I don't have the expertise to look deeply the transaction than sniffing the network. I guess it would be interesting to see the memory status of switches and routers at the moment of the bug.

(10 Jul '15, 04:52) vitoriodelage

@Christian_R: My apologies for the delay, I had other problems to solve and it was an extended holiday here in France. Please don't consider my silence as if I left over. And many thanks again for your help.

I managed to upload the configuration of both switches at http://acadmed.o2switch.net/tmp/dlink/ My apologies for the ergonomy, the screen capture was the best I could get to show you the config.

For the updates, it flooded again friday morning. Flood was coming from switch B. I realized that it firmware was not up to date and flashed it with the last version (2.01.001 -> 2.03.001). Friday evening it flooded again. As I started to take the screen captures of the config in switch B, I saw that the Loopback detection was disabled and activated it.

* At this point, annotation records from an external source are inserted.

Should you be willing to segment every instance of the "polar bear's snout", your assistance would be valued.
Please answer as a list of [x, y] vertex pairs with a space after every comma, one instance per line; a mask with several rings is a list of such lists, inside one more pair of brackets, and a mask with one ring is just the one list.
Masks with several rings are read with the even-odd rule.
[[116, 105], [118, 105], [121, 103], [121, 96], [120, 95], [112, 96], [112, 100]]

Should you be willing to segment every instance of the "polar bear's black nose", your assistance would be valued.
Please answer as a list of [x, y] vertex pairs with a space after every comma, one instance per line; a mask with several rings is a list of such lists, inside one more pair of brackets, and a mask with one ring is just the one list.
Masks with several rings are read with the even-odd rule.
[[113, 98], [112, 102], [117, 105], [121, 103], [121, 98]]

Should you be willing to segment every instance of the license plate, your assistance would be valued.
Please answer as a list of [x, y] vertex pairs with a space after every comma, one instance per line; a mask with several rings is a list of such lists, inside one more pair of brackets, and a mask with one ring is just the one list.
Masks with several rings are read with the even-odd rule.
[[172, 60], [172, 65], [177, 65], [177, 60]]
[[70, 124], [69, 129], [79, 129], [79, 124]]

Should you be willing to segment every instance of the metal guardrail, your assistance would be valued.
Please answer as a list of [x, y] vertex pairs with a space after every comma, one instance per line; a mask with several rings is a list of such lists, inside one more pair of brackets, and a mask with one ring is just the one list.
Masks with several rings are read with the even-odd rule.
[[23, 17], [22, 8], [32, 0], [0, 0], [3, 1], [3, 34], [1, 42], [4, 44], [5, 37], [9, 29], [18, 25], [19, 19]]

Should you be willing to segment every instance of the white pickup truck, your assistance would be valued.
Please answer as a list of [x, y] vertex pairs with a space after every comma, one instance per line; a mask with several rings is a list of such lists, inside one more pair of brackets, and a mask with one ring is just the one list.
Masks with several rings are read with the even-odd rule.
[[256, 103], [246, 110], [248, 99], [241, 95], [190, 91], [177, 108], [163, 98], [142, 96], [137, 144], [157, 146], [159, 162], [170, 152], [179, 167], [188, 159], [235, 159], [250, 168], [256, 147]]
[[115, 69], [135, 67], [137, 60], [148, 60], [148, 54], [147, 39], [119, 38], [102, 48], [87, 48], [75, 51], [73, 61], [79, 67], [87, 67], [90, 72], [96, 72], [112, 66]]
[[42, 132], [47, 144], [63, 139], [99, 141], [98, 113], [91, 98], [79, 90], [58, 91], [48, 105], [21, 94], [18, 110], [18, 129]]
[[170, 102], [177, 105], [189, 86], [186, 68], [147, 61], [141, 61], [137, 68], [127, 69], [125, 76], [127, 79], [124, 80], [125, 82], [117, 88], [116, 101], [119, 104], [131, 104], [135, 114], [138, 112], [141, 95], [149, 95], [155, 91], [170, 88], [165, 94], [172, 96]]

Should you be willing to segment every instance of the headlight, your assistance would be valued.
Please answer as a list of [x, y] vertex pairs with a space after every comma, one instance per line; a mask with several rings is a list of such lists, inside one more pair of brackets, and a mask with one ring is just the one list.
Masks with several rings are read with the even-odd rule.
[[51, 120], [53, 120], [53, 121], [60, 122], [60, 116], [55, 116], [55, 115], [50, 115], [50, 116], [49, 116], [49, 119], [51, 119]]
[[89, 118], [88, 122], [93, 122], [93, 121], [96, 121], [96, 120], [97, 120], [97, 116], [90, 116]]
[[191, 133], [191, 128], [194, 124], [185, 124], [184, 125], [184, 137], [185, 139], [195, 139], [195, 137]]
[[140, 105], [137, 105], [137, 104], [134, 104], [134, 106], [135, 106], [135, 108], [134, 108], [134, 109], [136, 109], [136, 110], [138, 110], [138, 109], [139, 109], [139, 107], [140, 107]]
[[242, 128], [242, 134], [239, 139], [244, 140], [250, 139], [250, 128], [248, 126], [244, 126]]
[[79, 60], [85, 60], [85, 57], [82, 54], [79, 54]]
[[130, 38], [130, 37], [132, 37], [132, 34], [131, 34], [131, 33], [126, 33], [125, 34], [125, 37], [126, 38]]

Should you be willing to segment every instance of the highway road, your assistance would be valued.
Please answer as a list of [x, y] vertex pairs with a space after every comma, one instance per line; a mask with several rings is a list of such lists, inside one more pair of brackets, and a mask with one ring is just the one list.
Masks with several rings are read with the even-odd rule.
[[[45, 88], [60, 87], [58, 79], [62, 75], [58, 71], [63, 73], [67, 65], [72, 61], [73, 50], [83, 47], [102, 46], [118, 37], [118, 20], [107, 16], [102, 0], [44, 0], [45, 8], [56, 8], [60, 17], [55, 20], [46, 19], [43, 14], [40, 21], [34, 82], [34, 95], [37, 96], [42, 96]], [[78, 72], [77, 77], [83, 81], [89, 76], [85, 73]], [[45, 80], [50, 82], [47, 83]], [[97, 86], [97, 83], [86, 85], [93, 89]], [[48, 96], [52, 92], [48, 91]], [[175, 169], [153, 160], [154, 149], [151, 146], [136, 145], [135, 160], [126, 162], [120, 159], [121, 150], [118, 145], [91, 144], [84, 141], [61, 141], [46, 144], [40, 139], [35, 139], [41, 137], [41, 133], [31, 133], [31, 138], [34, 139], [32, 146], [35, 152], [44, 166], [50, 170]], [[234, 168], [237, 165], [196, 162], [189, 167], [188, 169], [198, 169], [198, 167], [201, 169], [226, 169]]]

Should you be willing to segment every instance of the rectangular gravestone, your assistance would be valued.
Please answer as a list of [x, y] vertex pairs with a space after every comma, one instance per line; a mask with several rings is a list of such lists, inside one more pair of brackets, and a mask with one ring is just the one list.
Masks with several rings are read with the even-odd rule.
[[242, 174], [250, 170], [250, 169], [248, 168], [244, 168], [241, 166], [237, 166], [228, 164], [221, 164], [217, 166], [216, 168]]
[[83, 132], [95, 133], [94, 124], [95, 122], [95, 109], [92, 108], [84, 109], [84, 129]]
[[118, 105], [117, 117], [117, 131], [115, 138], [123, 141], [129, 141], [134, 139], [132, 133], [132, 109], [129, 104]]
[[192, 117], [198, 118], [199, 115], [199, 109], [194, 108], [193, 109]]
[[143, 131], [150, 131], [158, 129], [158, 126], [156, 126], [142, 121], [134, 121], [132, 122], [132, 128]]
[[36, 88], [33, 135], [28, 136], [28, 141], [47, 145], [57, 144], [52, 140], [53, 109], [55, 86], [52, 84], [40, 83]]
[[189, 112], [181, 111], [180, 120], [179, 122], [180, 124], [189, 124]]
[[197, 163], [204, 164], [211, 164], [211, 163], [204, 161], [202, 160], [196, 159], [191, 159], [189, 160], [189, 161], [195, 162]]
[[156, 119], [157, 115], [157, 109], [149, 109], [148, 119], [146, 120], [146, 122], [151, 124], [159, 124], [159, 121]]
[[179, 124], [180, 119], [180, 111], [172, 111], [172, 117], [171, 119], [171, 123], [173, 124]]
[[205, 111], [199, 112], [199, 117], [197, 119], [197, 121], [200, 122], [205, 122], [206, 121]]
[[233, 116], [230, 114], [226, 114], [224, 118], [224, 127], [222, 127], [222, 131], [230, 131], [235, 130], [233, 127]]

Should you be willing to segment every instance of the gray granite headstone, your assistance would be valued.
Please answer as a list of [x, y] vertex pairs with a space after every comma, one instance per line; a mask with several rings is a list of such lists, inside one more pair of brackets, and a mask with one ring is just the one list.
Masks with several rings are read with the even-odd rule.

Since this action I got no more floods. Today (first working day after friday) everything was OK. Making all the screen captures I also changed another feature in switch A, the DoS detection was turned off. And tried to turn on the loopback detection in switch A failed. It complains that it's incompatible with STP. What is strange is that switch B (older but same brand/model) accepts it.

Well, by the moment the network is working again (After so much pain, I'm prudent to say it's over), so I thank you one more time for your tips. And if you see anything on the config that could be improved, please let me know.

Cheers!

(15 Jul '15, 08:55) vitoriodelage

ok that are a lot pics. I will have a deeper look at them in two hours or so. But why do I see at Port 47 on Switch A such a lot of failures? Is there a half duplex device connected? And what is connected at Port 13?

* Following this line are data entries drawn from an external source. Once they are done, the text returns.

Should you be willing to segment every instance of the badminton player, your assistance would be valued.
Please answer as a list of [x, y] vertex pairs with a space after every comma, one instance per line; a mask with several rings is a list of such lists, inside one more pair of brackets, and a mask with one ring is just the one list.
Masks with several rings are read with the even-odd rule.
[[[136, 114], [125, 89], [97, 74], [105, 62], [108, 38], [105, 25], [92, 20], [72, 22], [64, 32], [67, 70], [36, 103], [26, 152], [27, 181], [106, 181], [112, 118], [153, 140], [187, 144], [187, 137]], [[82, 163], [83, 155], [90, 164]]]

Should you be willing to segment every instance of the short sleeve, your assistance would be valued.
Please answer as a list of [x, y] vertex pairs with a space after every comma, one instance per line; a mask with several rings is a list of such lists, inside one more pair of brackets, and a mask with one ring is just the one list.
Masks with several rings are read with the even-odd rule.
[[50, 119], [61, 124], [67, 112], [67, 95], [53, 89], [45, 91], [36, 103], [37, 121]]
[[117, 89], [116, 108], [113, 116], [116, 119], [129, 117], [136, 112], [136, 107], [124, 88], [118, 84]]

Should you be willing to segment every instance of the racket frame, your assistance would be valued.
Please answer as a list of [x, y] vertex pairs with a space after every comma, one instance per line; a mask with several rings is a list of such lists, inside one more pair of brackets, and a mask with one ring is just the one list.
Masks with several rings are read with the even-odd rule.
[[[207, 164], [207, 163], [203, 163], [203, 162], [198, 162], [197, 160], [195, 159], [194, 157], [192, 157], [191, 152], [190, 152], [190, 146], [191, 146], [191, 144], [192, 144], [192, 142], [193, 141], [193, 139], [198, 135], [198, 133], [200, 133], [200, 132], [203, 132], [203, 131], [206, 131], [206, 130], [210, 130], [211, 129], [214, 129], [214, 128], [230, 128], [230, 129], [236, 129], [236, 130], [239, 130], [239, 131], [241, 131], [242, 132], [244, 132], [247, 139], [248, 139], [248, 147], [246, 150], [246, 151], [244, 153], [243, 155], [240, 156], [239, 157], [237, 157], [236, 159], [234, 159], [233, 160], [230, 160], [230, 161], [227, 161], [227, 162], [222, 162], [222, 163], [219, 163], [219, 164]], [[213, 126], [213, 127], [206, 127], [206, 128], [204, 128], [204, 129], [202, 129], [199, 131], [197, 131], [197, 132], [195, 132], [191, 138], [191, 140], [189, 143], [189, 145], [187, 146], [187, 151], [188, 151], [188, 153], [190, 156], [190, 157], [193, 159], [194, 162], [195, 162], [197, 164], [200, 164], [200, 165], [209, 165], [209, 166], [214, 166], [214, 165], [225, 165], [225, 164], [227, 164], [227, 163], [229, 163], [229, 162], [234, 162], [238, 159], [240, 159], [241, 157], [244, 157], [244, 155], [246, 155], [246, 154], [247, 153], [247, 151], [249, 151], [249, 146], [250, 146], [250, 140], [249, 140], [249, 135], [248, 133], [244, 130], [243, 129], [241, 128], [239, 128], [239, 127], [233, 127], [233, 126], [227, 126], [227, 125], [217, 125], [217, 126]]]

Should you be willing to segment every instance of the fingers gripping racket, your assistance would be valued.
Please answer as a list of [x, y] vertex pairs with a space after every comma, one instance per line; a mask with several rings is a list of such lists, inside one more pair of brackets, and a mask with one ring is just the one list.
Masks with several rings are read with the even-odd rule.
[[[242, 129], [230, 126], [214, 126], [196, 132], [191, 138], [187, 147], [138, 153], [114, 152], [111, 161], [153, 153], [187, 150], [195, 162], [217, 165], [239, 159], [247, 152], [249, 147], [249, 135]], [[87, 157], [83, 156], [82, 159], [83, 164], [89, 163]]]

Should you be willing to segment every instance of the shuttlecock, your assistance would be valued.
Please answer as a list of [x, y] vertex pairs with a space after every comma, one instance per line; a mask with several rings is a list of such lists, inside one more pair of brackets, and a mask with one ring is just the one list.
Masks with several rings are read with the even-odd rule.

(15 Jul '15, 09:35) Christian_R

So I checked the screenshots. The first thing that I can say that both switches are different HW Revision and Firmware Rev.

Switch A: It can be seen that there is an active port mirroring configured between Port 8 and 45.

Port 13: Sometimes comes up with 10 MBit/s HDX and sometimes with 1GBit/s FDX

At Port 47 and 24 failure could be seen.

Switch B: Port 1and Port 24 I would check at least.

At both Switches I would suggest you really should check at the port setting tab the actual operational mode of the interface against your expected value.

I think a Port with 100 MBit/s HDX is not very common. And a Port with HDX is worthful to be investigated if HDX is really the correct mode.

(15 Jul '15, 14:19) Christian_R

Maybe this could help you. Disconnect the Port 46 at Switch A and tell/show us the stp status of switch A. There is a very small chance that this leads us to problem source. But keep your procceses in mind to do this.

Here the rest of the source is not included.